If you own a business without adequate commercial insurance coverage, you could be putting not only your company but also your personal finances at risk.
Just about every business owner needs some type of commercial insurance, though some insurance coverages may or may not be warranted, depending on the nature of your business.
The basic package
The basic lines of business insurance include property, general liability, business auto, worker’s compensation, business interruption and commercial umbrella. Business interruption insurance replaces income lost because of damage that temporarily shuts down a business, while an umbrella policy provides “an excess layer of liability protection,” says Lee Ramsdell, a Certified Insurance Counselor and Accredited Advisor of Insurance with Clark Insurance in Portland, Maine.
Many agencies offer a package of coverage called the business owner’s policy, or BOP, for a lower cost than you would pay to purchase each policy separately. Another option, the commercial package policy, lets the agent tailor the package to fit a particular business.
Insurance for special circumstances
Beyond the basics, one of the fastest growing categories of specialized business insurance is the protection of computer information and technology, according to Ramsdell. These policies can cover everything from equipment breakdowns to cyber crimes.
If your business has employees, Ramsdell recommends getting employment-related practices liability insurance.
“We’ve seen a rise in employment-related practices liability claims, where employees are bringing lawsuits against the employer, such as sexual harassment, wrongful termination or discrimination,” he says. “Defense costs tend to be very expensive; those cases tend to drag on for years.”

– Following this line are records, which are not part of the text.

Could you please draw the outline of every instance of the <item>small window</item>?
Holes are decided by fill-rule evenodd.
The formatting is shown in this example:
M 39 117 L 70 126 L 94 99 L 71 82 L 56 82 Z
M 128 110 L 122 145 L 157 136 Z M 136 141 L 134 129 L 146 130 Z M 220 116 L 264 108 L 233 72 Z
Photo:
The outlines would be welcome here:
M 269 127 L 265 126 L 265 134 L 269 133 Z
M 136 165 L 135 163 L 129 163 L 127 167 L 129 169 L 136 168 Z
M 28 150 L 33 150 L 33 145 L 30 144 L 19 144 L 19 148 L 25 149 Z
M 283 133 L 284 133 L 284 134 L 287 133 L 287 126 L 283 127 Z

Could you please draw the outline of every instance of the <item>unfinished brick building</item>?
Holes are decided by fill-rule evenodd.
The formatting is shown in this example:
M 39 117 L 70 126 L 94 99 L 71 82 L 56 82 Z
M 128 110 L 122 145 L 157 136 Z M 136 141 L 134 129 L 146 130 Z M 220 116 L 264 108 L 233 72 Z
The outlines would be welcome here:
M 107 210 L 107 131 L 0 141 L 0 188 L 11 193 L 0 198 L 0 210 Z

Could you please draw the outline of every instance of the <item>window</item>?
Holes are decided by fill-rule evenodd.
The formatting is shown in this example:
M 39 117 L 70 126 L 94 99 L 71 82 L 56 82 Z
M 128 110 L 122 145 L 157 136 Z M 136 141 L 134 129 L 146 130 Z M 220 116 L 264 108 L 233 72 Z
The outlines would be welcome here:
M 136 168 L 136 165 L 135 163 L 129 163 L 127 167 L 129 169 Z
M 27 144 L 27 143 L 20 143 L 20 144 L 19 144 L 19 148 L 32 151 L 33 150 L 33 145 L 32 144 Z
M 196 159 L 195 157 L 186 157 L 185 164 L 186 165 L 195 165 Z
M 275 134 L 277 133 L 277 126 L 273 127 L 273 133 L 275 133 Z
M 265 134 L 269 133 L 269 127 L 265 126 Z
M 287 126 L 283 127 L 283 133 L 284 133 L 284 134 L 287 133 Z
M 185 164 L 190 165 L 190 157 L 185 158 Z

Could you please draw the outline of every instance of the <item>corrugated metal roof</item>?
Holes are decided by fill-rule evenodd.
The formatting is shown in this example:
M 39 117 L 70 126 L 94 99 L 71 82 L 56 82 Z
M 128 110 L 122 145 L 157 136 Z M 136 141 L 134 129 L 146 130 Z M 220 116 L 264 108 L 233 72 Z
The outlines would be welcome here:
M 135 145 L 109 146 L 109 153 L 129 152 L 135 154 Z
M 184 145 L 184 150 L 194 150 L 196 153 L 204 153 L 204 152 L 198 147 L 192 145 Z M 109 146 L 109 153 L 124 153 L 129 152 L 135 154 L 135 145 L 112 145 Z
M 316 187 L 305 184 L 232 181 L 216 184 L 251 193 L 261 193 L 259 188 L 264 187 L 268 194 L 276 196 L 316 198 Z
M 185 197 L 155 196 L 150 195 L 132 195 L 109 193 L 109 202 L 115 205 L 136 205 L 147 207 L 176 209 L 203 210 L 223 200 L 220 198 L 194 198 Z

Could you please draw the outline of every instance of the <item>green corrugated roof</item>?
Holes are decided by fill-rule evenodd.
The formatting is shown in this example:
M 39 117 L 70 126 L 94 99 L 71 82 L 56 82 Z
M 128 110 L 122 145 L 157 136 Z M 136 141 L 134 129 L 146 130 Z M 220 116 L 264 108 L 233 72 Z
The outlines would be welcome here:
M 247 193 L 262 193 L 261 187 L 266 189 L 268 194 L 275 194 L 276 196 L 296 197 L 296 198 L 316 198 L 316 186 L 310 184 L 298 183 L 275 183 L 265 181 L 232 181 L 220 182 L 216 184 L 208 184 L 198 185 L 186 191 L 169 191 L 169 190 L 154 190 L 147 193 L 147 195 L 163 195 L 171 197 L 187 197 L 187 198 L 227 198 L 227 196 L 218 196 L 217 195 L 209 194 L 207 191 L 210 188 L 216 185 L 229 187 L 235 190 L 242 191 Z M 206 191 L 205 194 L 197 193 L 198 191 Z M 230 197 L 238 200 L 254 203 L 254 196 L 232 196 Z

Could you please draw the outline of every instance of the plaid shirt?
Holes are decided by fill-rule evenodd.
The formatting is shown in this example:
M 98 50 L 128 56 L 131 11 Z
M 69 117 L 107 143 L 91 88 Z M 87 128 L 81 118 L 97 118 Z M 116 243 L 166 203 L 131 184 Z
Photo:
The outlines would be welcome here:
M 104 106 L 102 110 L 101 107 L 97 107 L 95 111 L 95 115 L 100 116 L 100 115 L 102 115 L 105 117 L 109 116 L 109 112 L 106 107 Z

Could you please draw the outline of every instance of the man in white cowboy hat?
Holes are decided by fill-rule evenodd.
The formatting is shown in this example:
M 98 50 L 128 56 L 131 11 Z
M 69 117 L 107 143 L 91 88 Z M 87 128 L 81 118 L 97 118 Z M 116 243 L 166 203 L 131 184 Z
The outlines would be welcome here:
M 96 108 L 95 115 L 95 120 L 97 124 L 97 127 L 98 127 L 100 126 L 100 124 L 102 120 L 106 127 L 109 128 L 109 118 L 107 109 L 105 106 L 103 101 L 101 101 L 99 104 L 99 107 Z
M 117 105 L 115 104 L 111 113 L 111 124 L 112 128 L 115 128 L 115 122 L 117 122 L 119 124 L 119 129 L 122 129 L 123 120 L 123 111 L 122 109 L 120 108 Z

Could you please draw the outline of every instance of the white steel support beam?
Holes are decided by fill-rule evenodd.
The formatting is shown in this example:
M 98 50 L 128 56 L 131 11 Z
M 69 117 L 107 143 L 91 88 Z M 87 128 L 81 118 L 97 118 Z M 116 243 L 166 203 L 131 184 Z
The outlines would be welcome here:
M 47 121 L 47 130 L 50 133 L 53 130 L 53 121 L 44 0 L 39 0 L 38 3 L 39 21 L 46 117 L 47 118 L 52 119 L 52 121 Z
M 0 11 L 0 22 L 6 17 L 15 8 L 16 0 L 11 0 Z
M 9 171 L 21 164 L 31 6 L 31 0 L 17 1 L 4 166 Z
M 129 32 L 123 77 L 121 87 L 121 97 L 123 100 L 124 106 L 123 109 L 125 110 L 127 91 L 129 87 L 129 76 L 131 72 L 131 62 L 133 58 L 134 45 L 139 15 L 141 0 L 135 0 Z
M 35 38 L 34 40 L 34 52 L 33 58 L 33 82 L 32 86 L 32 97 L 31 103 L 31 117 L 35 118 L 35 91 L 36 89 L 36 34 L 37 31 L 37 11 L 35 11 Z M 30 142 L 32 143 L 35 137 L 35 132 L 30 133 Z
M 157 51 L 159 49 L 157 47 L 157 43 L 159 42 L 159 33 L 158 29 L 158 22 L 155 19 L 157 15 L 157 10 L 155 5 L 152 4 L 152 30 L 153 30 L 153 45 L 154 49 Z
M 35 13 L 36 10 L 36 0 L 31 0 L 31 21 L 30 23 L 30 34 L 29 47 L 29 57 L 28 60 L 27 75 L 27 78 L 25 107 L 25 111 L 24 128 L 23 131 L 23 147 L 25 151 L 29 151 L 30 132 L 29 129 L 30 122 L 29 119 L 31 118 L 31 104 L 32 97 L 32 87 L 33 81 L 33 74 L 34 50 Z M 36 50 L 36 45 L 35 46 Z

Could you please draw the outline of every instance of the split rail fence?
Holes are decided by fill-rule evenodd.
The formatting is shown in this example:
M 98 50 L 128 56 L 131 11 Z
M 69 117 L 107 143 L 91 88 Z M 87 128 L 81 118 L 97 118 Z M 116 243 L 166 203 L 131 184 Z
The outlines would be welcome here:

High-risk businesses — which can include startups and those in certain industries — may find it challenging to find affordable insurance coverage. They often must turn to what’s called the surplus line insurance market, where Lloyd’s of London is one of the best known insurers. As you might expect, the premiums in this market don’t come cheap.
The cost of coverage
“I would say for starters you would see probably a 25 percent increase in pricing, along with reduced coverage and benefits (in the high-risk market),” Ramsdell says.
Premiums for a basic business owner’s policy start at around $500 a year, according to Ramsdell. At that level, you’ll get some property, liability and business interruption coverage. Add another $1,000 for a business auto policy for one vehicle, $500 for workers’ comp insurance at a white-collar operation (an industrial business will pay much more) and $350 or more for a commercial umbrella policy.
Warning for home-based businesses
If you run a home-based business such as a day care center, hair salon or counseling service, don’t expect your homeowner’s policy to protect you in incidents involving your customers.
“The biggest consideration for any home business is that most homeowner’s policies will void coverage if they find out there was a business exposure in the house,” Ramsdell says.
Say, for example, your hair salon customer slips on the ice while walking out the door sporting her brand new perm. Your homeowner’s insurance carrier can deny your claim once it discovers the accident was business-related.
For more information
The National Federation of Independent Business has lots of advice on its website for buying commercial insurance. Another source is the U.S. Small Business Administration’s website Business.gov.
The SBA recommends that you review your insurance needs annually, as well as anytime you add new equipment or expand your business operations.